Zastryzny is confident in his teammate's recovery and eventual return to dominance.

“Whatever he's throwing, he's just blowing people away,” Zastryzny said. “He's a horse up there. That's what I like to call him. I have a lot of confidence in him. No matter if he pitches Friday, Saturday, Sunday, he's going to be phenomenal and he's going to do his best.

Of the newcomers joining the team this season, the biggest eyebrow raiser is freshman pitcher Alec Rash. Rash was originally drafted by the Philadelphia Phillies as the 95th pick overall in the 2012 draft. But instead of taking the money, Rash decided not to sign with the team and instead joined Missouri.

Jamieson is chomping at the bit to see what Rash has to offer.

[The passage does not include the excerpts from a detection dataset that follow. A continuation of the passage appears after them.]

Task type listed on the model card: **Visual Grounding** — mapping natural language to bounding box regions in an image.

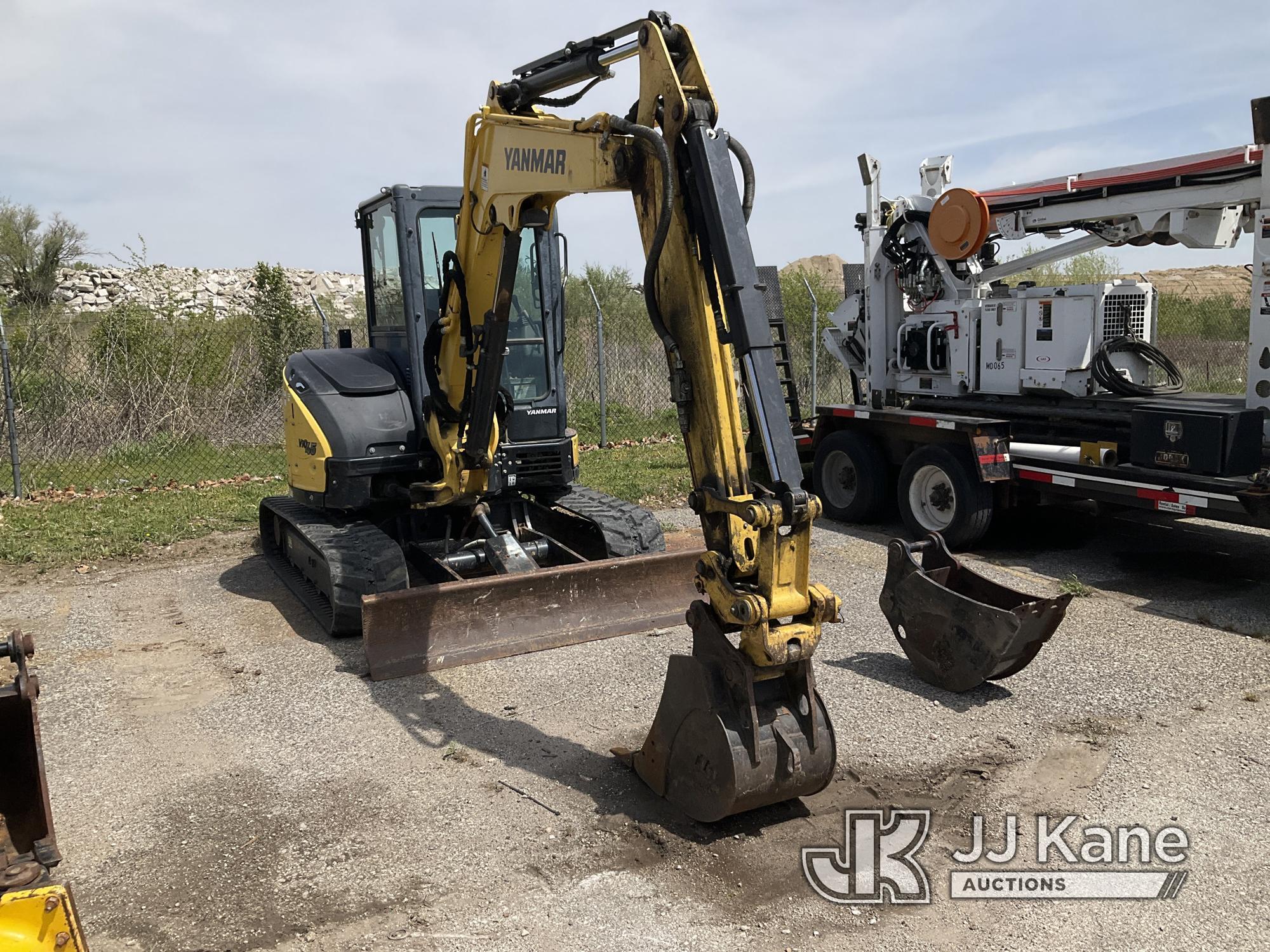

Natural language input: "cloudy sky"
[0,0,1270,278]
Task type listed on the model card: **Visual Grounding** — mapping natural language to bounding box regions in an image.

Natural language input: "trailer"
[795,99,1270,548]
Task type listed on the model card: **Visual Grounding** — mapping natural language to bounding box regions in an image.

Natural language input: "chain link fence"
[1156,292,1248,393]
[0,267,1248,505]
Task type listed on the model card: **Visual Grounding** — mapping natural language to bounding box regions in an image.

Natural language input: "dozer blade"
[613,602,837,823]
[0,631,62,894]
[362,551,701,680]
[879,532,1072,692]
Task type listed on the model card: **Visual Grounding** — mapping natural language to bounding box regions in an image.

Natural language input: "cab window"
[367,202,405,327]
[503,240,550,404]
[417,208,551,404]
[415,208,455,324]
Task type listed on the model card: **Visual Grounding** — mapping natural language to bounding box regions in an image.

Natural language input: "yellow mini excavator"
[0,631,88,952]
[262,11,1036,821]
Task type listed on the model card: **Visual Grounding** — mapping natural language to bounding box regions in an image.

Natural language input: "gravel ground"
[0,510,1270,952]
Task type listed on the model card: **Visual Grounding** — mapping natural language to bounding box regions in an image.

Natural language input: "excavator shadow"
[824,651,1012,713]
[212,555,810,843]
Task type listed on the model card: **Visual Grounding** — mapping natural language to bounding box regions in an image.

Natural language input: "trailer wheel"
[812,430,890,522]
[899,444,992,548]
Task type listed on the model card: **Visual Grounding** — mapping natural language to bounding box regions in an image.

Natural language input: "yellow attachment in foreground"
[0,886,88,952]
[283,385,330,493]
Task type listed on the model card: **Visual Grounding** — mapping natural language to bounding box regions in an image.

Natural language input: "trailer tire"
[898,444,992,548]
[812,430,890,523]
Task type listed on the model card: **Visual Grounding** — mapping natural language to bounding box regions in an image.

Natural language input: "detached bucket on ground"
[879,532,1072,692]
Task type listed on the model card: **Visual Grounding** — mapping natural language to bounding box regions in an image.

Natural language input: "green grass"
[12,439,287,493]
[0,443,691,567]
[579,442,692,505]
[0,482,268,567]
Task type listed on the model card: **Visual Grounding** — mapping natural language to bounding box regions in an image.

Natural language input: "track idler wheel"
[613,602,837,823]
[878,532,1072,692]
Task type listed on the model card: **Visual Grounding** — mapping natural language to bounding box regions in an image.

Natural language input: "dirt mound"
[781,255,846,294]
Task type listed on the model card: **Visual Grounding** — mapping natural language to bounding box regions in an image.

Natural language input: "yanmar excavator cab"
[260,10,1036,823]
[260,185,693,678]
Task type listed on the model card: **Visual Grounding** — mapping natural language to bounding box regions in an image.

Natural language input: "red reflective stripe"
[1138,489,1181,503]
[1019,470,1054,482]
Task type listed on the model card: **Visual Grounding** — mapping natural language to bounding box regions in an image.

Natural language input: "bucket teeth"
[879,532,1072,692]
[613,602,836,823]
[362,551,700,680]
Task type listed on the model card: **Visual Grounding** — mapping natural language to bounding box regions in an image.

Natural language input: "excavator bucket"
[0,631,62,892]
[613,602,837,823]
[362,551,701,680]
[879,532,1072,692]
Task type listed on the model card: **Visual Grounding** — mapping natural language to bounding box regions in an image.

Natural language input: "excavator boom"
[364,11,839,821]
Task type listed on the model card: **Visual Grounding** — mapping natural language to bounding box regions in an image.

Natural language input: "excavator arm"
[411,11,839,821]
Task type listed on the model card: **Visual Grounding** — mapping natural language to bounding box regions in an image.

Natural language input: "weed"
[1058,572,1093,598]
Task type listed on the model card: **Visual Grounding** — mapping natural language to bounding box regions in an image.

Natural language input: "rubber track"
[544,486,665,559]
[260,496,409,637]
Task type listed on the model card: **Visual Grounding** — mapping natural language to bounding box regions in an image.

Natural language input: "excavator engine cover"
[879,532,1072,692]
[0,631,62,892]
[613,602,837,823]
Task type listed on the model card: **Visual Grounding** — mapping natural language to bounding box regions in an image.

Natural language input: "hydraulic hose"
[608,116,678,352]
[1090,335,1186,396]
[724,132,754,225]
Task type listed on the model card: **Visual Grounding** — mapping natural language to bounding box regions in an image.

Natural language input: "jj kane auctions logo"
[803,810,1190,904]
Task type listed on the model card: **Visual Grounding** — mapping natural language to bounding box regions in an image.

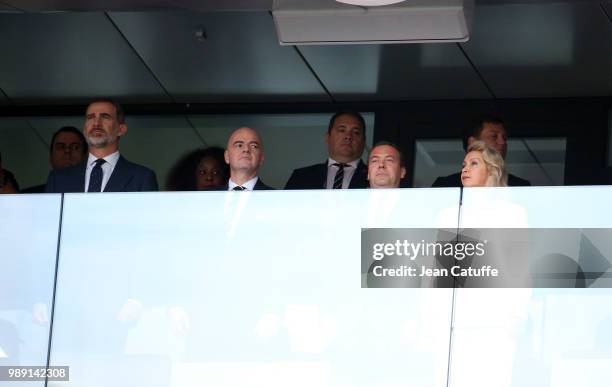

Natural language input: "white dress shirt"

“I think about Alec, first of all he's a great competitor, physically he's finally getting healthy and near 100 percent,” Jamieson said. “He'll get experience with live hitters, experience what a game is like at this level so those are still adjustments he has to make, and just because he's throwing great doesn't mean he'll pitch great. But he threw the best that he's thrown since he's been here so that's pretty exciting.”

The Tigers begin their season on Friday with a three-game road trip against No. 23 Southern Mississippi. With so many ranked teams waiting for them down the road, Zastryzny is enthusiastic about starting the season against one.

“I love it,” Zastryzny said. “I love when teams are ranked. I love when we're the underdogs because that's what I've been the entire time. In high school I came from a team that was always supposed to win. And now I'm on a team that's never supposed to win so I've have been on both angles. I would rather be the underdog."